Marcus Harvey is undoubtedly best known for another controversial portrait: Myra, a picture of Myra Hindley made using children’s handprints (well, prints from plaster cast hands), caused untold furore when it was shown at the Royal Academy in the Sensation exhibition. His painting Maggie, made nearly a decade and a half later, is rather less well known but equally striking. In my head at least, they are companion pieces: both large scale, black and white paintings made from images widely reproduced in the press and both – arguably, and here I concede there is a difference – portraits of, well, if not actually evil, then of women whose lives one would wish had followed a different path.
Harvey’s White Riot exhibition, White Cube Hoxton Square, 2009
Arriving at White Cube Hoxton Square for Harvey’s White Riot exhibition, it was Maggie that immediately engaged my attention. Occupying almost the full height of the gallery’s far wall, it would have been pretty hard to miss and the image was such a familiar one. But there was also something strange about it and it’s that that made me cross the gallery to see it close-up before casting anything more than a glance at any of the other works. The oddity was down to the sculptural nature of the painting’s surface. This time, rather than using plaster cast objects to apply the paint, Harvey had attached black, white and grey plaster cast objects to the canvas (well, probably not actual canvas but you know) to become the painted surface. And it was the objects that both fascinated me and made me laugh.

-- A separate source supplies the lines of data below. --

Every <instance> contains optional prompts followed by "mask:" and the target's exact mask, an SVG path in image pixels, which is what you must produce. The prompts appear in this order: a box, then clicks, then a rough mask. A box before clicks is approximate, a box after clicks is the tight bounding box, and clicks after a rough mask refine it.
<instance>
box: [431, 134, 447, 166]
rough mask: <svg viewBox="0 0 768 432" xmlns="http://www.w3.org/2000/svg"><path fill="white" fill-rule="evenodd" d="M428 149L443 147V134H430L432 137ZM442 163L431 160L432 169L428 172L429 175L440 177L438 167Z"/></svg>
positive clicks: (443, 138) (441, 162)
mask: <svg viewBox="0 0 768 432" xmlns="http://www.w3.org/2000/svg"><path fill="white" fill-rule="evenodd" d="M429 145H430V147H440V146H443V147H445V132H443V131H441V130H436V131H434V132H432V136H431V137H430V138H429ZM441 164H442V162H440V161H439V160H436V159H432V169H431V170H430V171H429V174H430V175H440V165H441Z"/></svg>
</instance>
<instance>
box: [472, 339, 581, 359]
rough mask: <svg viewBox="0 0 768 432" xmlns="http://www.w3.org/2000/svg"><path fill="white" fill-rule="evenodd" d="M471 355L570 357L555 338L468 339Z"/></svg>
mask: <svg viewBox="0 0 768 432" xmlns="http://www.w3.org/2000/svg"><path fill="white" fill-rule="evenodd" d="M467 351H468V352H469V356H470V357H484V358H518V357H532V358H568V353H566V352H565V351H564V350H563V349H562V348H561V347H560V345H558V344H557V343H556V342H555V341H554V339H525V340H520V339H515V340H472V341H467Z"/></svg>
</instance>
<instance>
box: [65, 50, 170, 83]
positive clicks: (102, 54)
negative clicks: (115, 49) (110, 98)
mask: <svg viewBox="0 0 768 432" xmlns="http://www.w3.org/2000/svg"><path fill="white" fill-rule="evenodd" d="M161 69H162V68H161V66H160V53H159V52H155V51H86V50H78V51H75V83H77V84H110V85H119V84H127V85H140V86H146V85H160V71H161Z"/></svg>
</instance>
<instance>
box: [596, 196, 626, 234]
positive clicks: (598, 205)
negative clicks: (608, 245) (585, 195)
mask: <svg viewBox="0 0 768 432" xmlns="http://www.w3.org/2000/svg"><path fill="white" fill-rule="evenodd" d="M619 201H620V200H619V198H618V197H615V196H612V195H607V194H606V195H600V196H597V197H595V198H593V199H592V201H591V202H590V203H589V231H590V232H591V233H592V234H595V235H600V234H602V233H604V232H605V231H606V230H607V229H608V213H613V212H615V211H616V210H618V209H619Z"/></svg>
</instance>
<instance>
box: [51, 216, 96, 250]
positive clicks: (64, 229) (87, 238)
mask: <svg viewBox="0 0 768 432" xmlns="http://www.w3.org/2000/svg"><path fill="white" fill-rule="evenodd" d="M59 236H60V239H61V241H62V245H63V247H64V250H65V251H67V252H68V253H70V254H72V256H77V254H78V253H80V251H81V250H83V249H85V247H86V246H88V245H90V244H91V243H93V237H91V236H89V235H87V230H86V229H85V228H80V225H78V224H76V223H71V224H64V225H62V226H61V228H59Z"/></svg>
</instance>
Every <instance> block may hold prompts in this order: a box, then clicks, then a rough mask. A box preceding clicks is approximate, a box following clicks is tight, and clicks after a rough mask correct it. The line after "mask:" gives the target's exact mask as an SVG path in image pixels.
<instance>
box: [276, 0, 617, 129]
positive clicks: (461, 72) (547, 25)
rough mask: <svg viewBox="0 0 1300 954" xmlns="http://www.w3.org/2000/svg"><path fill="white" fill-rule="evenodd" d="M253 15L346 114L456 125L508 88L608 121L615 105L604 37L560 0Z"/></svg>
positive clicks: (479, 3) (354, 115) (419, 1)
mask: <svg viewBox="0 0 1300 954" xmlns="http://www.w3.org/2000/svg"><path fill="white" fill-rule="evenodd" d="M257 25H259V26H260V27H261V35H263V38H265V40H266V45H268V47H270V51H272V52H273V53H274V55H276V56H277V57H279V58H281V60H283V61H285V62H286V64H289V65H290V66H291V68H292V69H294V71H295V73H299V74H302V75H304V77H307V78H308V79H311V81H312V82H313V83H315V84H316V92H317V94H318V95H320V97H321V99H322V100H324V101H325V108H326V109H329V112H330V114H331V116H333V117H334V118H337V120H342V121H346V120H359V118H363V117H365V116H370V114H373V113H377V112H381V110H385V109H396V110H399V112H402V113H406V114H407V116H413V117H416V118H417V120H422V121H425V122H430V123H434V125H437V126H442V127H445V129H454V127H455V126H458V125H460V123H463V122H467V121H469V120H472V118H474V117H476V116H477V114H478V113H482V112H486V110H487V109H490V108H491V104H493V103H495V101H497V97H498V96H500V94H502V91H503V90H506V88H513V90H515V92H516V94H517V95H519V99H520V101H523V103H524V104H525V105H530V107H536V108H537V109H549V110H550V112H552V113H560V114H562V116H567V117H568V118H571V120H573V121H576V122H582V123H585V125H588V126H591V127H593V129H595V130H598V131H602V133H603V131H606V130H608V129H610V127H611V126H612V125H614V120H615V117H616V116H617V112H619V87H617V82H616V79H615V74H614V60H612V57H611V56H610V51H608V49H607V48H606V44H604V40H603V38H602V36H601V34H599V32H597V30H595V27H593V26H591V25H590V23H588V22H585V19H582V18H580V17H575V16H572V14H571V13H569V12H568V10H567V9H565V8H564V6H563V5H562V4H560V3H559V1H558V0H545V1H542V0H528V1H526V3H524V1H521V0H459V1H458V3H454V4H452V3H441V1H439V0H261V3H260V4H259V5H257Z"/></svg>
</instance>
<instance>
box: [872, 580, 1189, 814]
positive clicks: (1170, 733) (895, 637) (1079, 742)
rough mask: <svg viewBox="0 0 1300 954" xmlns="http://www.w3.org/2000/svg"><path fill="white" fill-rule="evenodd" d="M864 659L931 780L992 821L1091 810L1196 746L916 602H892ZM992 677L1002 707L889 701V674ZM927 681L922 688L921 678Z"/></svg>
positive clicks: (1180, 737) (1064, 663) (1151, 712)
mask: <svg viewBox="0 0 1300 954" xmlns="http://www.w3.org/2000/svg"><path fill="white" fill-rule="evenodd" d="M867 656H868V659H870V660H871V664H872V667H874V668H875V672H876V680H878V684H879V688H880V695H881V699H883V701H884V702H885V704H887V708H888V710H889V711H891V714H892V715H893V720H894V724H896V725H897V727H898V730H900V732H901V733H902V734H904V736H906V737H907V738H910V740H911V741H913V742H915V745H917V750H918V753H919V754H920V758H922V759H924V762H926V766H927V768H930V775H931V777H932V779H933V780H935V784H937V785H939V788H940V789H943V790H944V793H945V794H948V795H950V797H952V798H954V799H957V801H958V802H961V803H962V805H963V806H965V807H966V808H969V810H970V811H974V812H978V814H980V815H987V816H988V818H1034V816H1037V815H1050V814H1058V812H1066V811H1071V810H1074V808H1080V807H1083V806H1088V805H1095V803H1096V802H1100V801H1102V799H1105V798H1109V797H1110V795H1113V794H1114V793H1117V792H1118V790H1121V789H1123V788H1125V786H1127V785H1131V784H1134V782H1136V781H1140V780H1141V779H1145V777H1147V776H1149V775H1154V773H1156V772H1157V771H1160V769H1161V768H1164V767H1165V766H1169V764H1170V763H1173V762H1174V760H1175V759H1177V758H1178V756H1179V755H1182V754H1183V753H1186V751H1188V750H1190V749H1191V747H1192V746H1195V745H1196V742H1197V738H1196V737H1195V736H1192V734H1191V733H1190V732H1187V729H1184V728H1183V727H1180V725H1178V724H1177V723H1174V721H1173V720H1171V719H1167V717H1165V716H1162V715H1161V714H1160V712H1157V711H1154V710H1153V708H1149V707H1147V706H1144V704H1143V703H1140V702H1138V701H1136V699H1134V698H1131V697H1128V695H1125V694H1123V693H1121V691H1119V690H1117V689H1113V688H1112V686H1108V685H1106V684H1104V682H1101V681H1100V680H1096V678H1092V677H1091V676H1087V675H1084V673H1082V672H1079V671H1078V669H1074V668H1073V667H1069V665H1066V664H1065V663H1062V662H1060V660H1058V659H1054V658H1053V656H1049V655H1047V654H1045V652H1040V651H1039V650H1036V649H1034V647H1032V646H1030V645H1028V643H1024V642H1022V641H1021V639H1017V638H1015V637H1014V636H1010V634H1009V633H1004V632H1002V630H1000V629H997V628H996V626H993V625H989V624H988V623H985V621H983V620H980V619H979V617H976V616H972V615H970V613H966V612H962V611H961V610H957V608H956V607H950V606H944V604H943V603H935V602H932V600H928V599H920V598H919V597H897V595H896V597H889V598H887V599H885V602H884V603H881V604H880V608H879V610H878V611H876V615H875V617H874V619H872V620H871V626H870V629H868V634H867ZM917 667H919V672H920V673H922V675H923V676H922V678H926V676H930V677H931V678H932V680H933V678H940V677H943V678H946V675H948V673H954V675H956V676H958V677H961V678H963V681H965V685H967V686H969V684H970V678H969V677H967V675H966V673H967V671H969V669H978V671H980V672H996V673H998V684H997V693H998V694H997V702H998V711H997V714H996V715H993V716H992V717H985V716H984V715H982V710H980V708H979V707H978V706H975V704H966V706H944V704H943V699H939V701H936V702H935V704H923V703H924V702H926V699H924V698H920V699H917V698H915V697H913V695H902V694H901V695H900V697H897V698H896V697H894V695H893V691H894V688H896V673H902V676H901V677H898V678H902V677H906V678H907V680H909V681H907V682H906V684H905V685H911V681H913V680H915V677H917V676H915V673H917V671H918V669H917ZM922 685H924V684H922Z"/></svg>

The objects fall into a number of categories, three of which have stayed firmly in my head: firstly there are the Spitting Image type masks of politicians, Thatcher included, representing, to me at least, the way in which Thatcher was often encountered. Then there are the vegetables; Thatcher was, famously, a grocer’s daughter. Finally, dominating much of the painting’s surface, there are the dildos. In an interview with Simon Hattenstone of The Guardian, Harvey says of these: ‘The dildos just underline the mysterious, deeply buried sexuality that she has and it comes with a whiff of testosterone, not feminine sexiness. They’re about the testosterone she surrounded herself with. She was literally surrounded by cocks. She should have been a feminist icon for the power she had, but she absolutely wasn’t.’
I think for me though, whatever the artist’s intent, and it’s certainly true that Thatcher was no feminist icon, the dildos have always represented something simpler: that she fucked the country.